Validity is the degree to which a measure or study captures what it intends to. Construct validity asks whether an instrument measures the theoretical construct of interest (assessed via convergent and discriminant validity). Internal validity concerns whether causal inferences within a study are justified. External validity (generalizability) concerns whether findings apply beyond the study context. These different types of validity can conflict — maximizing control for internal validity can reduce ecological validity.
Evaluate a published psychological measure for construct validity by examining what it correlates with (convergent) and what it doesn't (discriminant). Then discuss whether lab findings would replicate in field settings.
You have already learned about reliability — whether a measure produces consistent results. Validity is the next and deeper question: is the measure actually capturing what we think it is? A bathroom scale is reliable if it gives the same reading each time, but if it's miscalibrated by five kilograms, it's reliable but not valid. In psychology, the gap between "what we measured" and "what we meant to measure" is often the central methodological problem.
Construct validity is typically what researchers mean when they ask whether an instrument is valid. A psychological construct — like "working memory capacity" or "self-esteem" — is a theoretical entity we can't observe directly. We operationalize it as a set of test items or tasks, then ask whether those items track the construct faithfully. Convergent validity provides positive evidence: the instrument should correlate with other accepted measures of the same construct. Discriminant validity provides negative evidence: it should not correlate strongly with measures of different constructs. Both patterns together support the inference that the instrument is measuring the construct of interest.
Internal validity asks a different question: within a study, do the results support the causal claim? If participants who received the intervention improved more than controls, could that difference be explained by confounds (systematic differences between groups) or by the independent variable? Strong internal validity comes from random assignment, control groups, and careful experimental design. This is why reliability (from your prerequisite) matters here — an unreliable measure adds noise that makes causal detection harder.
External validity — generalizability — is often sacrificed when researchers optimize for internal validity. A tightly controlled lab paradigm that eliminates every confound may produce a real causal finding that nonetheless doesn't occur in natural settings. This tradeoff is not a flaw; it reflects the fact that different study designs answer different questions. A lab experiment establishes that an effect can happen; a field study tests whether it does happen in the wild. The two together are more powerful than either alone.

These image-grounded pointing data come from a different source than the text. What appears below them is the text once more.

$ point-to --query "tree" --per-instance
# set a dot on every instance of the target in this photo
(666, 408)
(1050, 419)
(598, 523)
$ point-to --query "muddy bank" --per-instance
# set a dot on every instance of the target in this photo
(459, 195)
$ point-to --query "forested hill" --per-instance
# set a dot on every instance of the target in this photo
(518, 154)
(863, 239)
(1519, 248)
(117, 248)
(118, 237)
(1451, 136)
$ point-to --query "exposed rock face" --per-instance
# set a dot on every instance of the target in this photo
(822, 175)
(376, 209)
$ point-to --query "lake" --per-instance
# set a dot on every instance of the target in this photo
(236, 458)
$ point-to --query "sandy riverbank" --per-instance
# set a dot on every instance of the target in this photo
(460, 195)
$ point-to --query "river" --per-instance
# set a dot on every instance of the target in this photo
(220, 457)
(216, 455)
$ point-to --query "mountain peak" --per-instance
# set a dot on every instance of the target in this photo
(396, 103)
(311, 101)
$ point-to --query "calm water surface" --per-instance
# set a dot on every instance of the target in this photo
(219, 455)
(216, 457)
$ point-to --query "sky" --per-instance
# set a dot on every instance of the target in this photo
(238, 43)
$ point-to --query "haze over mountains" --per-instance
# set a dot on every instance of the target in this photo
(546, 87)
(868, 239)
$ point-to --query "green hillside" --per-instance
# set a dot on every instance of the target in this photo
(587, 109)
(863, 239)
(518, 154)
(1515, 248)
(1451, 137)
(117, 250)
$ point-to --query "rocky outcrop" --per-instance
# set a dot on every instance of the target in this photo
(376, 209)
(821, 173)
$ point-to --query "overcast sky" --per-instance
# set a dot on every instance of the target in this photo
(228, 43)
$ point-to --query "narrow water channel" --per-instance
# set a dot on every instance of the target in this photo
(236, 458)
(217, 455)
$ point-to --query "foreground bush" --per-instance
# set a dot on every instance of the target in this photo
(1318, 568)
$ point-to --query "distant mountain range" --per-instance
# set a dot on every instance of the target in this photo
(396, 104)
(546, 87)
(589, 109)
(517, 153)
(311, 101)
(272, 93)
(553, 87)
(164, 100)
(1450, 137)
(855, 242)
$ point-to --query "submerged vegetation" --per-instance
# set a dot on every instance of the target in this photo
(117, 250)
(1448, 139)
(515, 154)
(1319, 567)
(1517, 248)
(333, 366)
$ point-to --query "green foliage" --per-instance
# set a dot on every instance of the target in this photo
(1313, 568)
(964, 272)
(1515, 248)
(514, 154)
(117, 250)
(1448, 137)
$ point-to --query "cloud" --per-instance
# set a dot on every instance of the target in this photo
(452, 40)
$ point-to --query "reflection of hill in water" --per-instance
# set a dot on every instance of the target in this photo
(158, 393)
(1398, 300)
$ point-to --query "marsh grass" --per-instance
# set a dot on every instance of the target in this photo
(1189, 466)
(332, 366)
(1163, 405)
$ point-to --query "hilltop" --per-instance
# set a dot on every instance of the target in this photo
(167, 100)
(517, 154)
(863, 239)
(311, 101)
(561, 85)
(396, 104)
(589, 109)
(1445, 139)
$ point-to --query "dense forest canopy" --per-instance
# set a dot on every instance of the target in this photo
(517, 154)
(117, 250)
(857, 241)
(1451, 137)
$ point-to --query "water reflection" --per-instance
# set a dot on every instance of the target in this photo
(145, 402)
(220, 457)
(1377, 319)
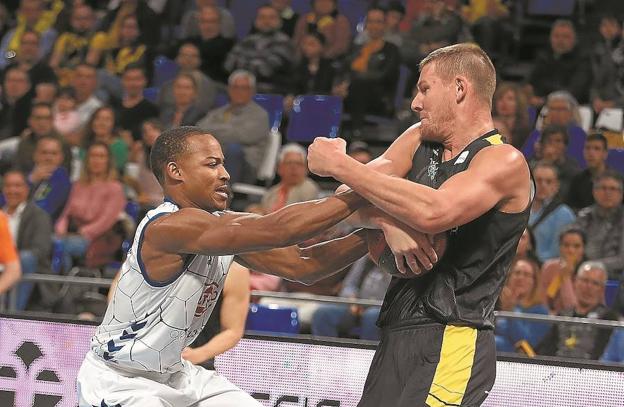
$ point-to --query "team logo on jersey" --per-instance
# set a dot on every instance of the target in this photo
(210, 293)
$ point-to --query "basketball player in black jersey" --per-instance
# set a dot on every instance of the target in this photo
(451, 172)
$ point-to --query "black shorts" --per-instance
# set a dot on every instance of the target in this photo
(431, 365)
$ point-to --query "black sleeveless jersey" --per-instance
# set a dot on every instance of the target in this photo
(464, 285)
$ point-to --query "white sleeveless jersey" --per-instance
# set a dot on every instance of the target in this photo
(147, 323)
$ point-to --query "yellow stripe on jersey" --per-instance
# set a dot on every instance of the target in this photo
(455, 366)
(495, 139)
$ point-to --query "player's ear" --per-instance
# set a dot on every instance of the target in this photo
(174, 171)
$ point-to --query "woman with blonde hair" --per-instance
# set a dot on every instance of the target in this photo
(521, 294)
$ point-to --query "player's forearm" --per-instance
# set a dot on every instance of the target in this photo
(413, 204)
(301, 221)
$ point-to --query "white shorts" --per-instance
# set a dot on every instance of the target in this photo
(101, 385)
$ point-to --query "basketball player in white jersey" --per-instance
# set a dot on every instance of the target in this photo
(176, 269)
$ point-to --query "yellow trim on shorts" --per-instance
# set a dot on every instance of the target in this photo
(495, 139)
(454, 368)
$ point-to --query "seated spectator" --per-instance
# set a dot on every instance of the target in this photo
(521, 294)
(95, 203)
(85, 83)
(326, 19)
(607, 63)
(267, 53)
(31, 15)
(510, 107)
(563, 67)
(15, 102)
(582, 341)
(49, 179)
(101, 128)
(595, 152)
(552, 148)
(31, 229)
(241, 126)
(189, 60)
(9, 260)
(614, 351)
(548, 215)
(29, 60)
(184, 111)
(373, 73)
(313, 74)
(558, 274)
(213, 46)
(294, 185)
(363, 281)
(71, 47)
(191, 21)
(134, 109)
(288, 16)
(40, 125)
(603, 223)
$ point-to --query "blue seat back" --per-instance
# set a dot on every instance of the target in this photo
(269, 318)
(313, 116)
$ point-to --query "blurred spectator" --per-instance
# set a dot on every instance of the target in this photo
(95, 203)
(558, 274)
(29, 60)
(189, 60)
(510, 107)
(582, 341)
(213, 47)
(294, 185)
(326, 19)
(287, 14)
(548, 215)
(241, 126)
(595, 152)
(66, 117)
(313, 74)
(72, 47)
(562, 67)
(521, 294)
(226, 324)
(31, 229)
(15, 102)
(49, 179)
(9, 260)
(394, 13)
(85, 84)
(184, 111)
(267, 53)
(603, 223)
(31, 15)
(150, 193)
(607, 65)
(553, 146)
(101, 128)
(191, 21)
(39, 125)
(110, 26)
(364, 281)
(373, 74)
(134, 109)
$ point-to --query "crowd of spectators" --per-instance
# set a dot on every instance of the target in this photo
(77, 123)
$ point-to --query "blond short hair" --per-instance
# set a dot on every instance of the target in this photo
(469, 60)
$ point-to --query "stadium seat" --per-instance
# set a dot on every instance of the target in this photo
(271, 318)
(313, 116)
(615, 160)
(164, 70)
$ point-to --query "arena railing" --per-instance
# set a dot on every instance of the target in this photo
(106, 282)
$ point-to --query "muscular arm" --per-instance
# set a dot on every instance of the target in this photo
(495, 177)
(311, 264)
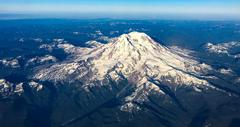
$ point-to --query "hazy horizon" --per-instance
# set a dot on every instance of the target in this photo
(134, 9)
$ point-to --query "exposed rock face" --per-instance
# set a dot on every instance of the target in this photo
(130, 81)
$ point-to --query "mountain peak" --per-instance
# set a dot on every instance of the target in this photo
(124, 56)
(136, 41)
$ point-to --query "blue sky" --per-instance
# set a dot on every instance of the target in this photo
(222, 9)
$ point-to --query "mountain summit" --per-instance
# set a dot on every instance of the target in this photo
(134, 56)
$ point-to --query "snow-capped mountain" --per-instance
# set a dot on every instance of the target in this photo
(129, 78)
(125, 56)
(231, 49)
(134, 57)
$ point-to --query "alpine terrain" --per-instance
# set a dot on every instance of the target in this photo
(131, 81)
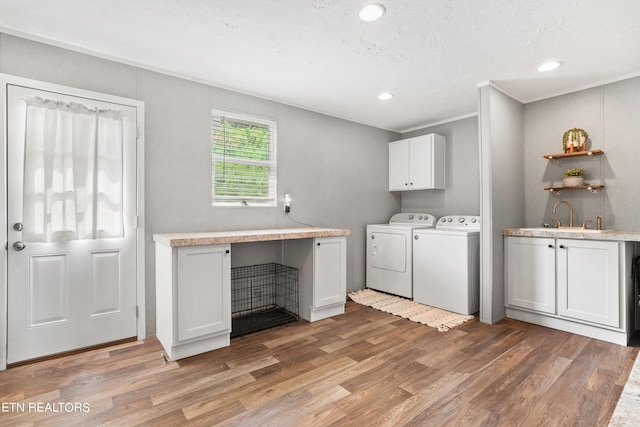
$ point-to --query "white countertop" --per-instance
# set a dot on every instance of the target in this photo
(617, 235)
(243, 236)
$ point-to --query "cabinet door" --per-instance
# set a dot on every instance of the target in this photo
(204, 291)
(399, 165)
(329, 271)
(588, 281)
(421, 163)
(531, 281)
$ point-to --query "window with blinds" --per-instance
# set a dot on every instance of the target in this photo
(243, 151)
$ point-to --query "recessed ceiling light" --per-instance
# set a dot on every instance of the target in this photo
(548, 66)
(371, 12)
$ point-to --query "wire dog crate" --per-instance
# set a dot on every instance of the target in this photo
(263, 296)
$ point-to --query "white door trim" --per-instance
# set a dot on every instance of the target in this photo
(6, 79)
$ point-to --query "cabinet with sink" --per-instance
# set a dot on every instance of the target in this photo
(581, 286)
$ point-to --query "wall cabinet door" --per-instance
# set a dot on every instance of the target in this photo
(417, 163)
(329, 271)
(203, 291)
(531, 281)
(588, 281)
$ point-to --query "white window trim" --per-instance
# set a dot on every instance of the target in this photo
(270, 201)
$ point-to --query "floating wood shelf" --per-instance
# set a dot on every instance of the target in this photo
(591, 153)
(592, 188)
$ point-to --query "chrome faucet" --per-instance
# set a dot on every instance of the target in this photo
(570, 211)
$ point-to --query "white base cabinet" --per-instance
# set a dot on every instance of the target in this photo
(193, 290)
(193, 298)
(580, 286)
(322, 273)
(417, 163)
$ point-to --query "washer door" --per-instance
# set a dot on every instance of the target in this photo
(387, 251)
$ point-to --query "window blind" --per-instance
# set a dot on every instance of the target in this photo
(244, 160)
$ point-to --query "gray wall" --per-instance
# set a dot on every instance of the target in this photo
(462, 193)
(335, 170)
(502, 195)
(611, 116)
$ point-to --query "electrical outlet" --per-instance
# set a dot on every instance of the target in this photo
(287, 203)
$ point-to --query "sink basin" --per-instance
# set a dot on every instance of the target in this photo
(563, 230)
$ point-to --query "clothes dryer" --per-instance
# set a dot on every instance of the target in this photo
(389, 253)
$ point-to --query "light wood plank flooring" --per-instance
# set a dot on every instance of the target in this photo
(364, 368)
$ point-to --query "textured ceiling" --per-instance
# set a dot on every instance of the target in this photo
(317, 54)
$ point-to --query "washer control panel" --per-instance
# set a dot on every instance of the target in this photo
(413, 218)
(459, 222)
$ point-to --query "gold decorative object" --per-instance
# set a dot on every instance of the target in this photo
(574, 140)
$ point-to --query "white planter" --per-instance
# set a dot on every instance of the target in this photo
(572, 181)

The critical insight about validity that surprises most students is that it is not a fixed property of a test but a property of a test used with a specific population for a specific purpose. A depression scale validated on U.S. adults is not automatically valid for adolescents or adults in other cultures. Measurement invariance — whether the factor structure and item relationships hold across groups — must be empirically demonstrated. This is why "the test was published and validated" does not settle questions about appropriate use; it only begins them.